The cluster module will comprise more than 1300 nodes and achieve a performance of more than 5 PetaFLOP/s (FP64, HPL). The silicon powering the cluster is the Rhea1 processor, a processor developed in Europe as part of the EPI project and commercialised by SiPearl. Rhea, like Grace, utilises the ARM instruction set architecture (ISA), with the unique feature of providing exceptionally high memory bandwidth through the use of HBM2e memory.

Each cluster node has two Rhea1 processors based on the ARM Neoverse Zeus ISA, providing scalable vector engines (SVE) for improved performance. In addition to HBM memory, each node offers 512 GB of DDR5 main memory. Dedicated nodes with 1 TB of main memory will also be available.

The nodes are again based on the BullSequana XH3000 architecture and will be integrated into the global NVIDIA Mellanox InfiniBand interconnect with one NDR200 link per node.

JUPITER high-speed interconnect network

At the core of the system, the InfiniBand NDR network connects 25 DragonFly+ groups in the booster module and a total of 2 additional groups for the cluster module, storage and administrative infrastructure. The network is fully connected, with more than 11000 global 400 Gb/s links connecting all groups.

Within each group, connectivity is maximised,with a full fat-tree topology. Within this, leaf and spine switches utilise dense 64-port Quantum-2 NDR switches with 400 Gbps ports; leaf switches use split ports to connect to 4 HCAs per node on the booster module (1 HCA per node on the cluster module), each with 200 Gbps.

In total, the network comprises almost 51,000 links and 102,000 logical ports, with 25,400 endpoints and 867 high-radix switches, and still has free ports for future expansion, for example for additional computing modules.

The network was developed with HPC and AI use cases in mind. Its adaptive routing and advanced in-network computing capabilities enable a highly balanced, scalable and cost-effective structure for ground-breaking scientific applications.

ExaFLASH and ExaSTORE

JUPITER will provide access to multiple storage systems.
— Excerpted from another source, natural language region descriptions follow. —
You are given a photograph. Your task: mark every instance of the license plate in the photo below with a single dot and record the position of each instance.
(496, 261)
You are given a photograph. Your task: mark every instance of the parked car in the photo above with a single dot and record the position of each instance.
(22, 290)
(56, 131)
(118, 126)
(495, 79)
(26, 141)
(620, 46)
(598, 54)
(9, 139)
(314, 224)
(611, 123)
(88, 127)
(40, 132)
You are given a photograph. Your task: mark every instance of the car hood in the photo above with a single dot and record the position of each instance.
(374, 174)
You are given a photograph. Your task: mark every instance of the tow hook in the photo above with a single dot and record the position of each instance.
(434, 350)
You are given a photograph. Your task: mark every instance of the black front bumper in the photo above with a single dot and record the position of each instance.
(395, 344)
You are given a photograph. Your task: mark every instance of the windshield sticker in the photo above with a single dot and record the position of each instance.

Under the JUPITER contract, a storage system with 21 PB of usable high-bandwidth, low-latency flash memory will be provided as scratch memory.

The scratch storage is based on 40 IBM Elastic Storage Server 3500 systems using NVMe disk technology and based on the IBM Storage Scale solution. With a raw capacity of 29 PB and a usable capacity of 21 PB, it will deliver a write speed of more than 2 TB/s and a read speed of 3 TB/s.

In addition, a high-performance storage module with a raw capacity of more than 300 PB and a tape infrastructure for backup and archiving purposes with a capacity of more than 700 PB will be provided. The systems are connected directly to JUPITER, but are part of independent procurements. Dedicated servers will be available for data exchange between the individual storage systems.

Service partitioning and system management

JUPITER will be installed and operated via the unique JUPITER Management Stack. This is a combination of Smart Management Center xScale (Atos/Eviden), ParaStation Modulo (ParTec) and software components from JSC.

Slurm is used for workload and resource management, extended by ParaStation components. The backbone of the background management stack is a Kubernetes environment that relies on a highly available Ceph storage. The management stack is used to install and manage all hardware and software components of the system.

More than 20 login nodes will provide SSH access to the system’s various modules. In addition, the system will be integrated into the Jupyter environment at the JSC and made available via UNICORE.